By Scott Belyea (not verified) on 08 Feb 2008 #permalink

we are confused in tge fashion world aren't we? loved this and emailing it around. thanks for beginning my day with a laugh sheril

By Cara in NY (not verified) on 08 Feb 2008 #permalink

"Are we becoming a society that wants our most fashionable women to look like boys and our men to look like women?"

Not society, but fashion designers. You know, the people that, from time to time dress models up in plastic bags or Halloween costumes, while other people sit around the runway and pretend that these "fashions" are anything but laughable.

By Nancy Tuckett (not verified) on 08 Feb 2008 #permalink

Another important reason in this 'upside down' world to use our own good judgement and be our individual selves, not following the 'money hungry' medias of any kind.
That 'LOOK' is unhealthy and purely pathetic.

Go back to the 70s, look at some music videos.
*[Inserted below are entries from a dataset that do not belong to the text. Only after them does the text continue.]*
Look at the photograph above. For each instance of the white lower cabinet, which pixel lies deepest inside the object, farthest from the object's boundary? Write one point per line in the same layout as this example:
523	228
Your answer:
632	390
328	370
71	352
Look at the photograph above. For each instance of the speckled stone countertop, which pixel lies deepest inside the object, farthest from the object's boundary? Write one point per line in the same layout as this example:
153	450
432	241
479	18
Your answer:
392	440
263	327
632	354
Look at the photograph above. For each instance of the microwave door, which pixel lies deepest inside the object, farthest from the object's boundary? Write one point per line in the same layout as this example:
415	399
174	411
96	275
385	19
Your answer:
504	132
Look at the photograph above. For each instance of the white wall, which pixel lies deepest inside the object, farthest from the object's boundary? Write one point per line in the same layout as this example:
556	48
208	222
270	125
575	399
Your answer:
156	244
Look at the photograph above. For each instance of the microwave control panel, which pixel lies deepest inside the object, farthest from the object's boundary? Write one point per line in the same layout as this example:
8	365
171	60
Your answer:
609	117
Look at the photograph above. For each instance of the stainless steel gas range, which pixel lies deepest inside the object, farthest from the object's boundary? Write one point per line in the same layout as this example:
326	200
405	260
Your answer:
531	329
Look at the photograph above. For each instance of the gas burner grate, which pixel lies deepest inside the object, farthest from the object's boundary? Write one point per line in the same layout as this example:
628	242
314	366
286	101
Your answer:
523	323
Young men were not body-builders. The clothes were lean and lanky, not bulky or baggy. Tall skinny hippie-cowboy types were the ideal.

Now look at the last ten years or so. Couch-potatoes became the norm. Bodies just became larger. In the 70s, most of us teens laughed at Charles Atlas-type body-builder shapes. Body-building is big again. Some of the popular hip-hop stars are not fat, but muscular, perhaps with the help of steroids.

Look at women, for even more body changes. It was common to see braless women in the 70s. Most of those women had normal-sized breasts. They didn't have half-mounds of jello planted on top of their chests.

Body shape does change over the decades. I don't know if fashion is the driver, or if there is something else at work and fashion just capitalizes on it. I think it has at least something to do with personal wealth and using the body to display that wealth. In cultures where there is poverty and starvation, body fat is attractive. Where there is plenty, we notice the people who spend money or time or energy to modify the body.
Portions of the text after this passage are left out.